LogDog is a mobile Intrusion Detection System (IDS) app. It monitors various online accounts and scans multiple indicators that are associated with unauthorized access by taking into account a user’s routine across various devices and services. The app is currently available for Android and iOS.

==Overview==
LogDog was developed by LogDog Information Security Ltd., which was founded in 2013 by Uri Brison, CEO of the Tel-Aviv, Israel-based company. Brison was head of user-experience at modu, and co-founded Smartype, an innovative keyboard.

The company raised $3.5 million in venture funding led by BRM Group, from TheTime VC, FirstTime Ventures, Maxfield Capital and Curious Minds Investments.

LogDog was initially released for Android in 2014, followed by iOS version in 2016.

==Features==
LogDog protects users’ private online information against hacking by actively monitoring accounts for signs of suspicious activity. The services LogDog protects include: Gmail, Yahoo, Twitter, Facebook, Dropbox and Evernote. If a hacker attempts to gain access to any of the connected accounts, the user receives an alert that there is unauthorized access. It also provides an Inbox Detective service that scans the user's email account for any potential threats and assists in eliminating them.

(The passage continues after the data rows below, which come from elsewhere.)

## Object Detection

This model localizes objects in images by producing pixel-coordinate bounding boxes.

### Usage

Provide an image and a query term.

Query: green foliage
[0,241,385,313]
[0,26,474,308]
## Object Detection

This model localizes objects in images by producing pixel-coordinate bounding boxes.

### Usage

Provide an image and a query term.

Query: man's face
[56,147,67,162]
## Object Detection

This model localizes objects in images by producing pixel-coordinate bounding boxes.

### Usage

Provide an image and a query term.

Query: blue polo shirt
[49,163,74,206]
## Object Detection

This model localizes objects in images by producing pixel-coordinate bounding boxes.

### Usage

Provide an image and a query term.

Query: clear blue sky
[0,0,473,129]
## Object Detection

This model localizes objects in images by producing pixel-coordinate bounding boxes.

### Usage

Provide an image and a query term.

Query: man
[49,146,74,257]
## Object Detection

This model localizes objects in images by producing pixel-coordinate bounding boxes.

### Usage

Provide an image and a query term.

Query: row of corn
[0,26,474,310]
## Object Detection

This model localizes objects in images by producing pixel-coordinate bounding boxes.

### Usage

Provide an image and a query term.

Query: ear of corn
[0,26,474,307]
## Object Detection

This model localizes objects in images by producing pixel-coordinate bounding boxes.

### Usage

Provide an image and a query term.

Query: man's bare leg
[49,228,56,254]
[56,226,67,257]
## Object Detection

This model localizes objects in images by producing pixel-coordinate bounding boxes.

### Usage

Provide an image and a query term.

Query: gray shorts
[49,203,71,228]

LogDog has Android and iOS versions. Once a user installs the app on a supported device, it invites the user to add protection for each of the supported account types. The login data remains on the user own device, is never transmitted and vanishes when the user uninstall the app. LogDog's Privacy policy states that it does not collect User's passwords and does not store them on servers. It also supports two-factor authentication for Gmail and Facebook.

Techinasia magazine listed LogDog as one of the Israeli startups to follow closely in 2016.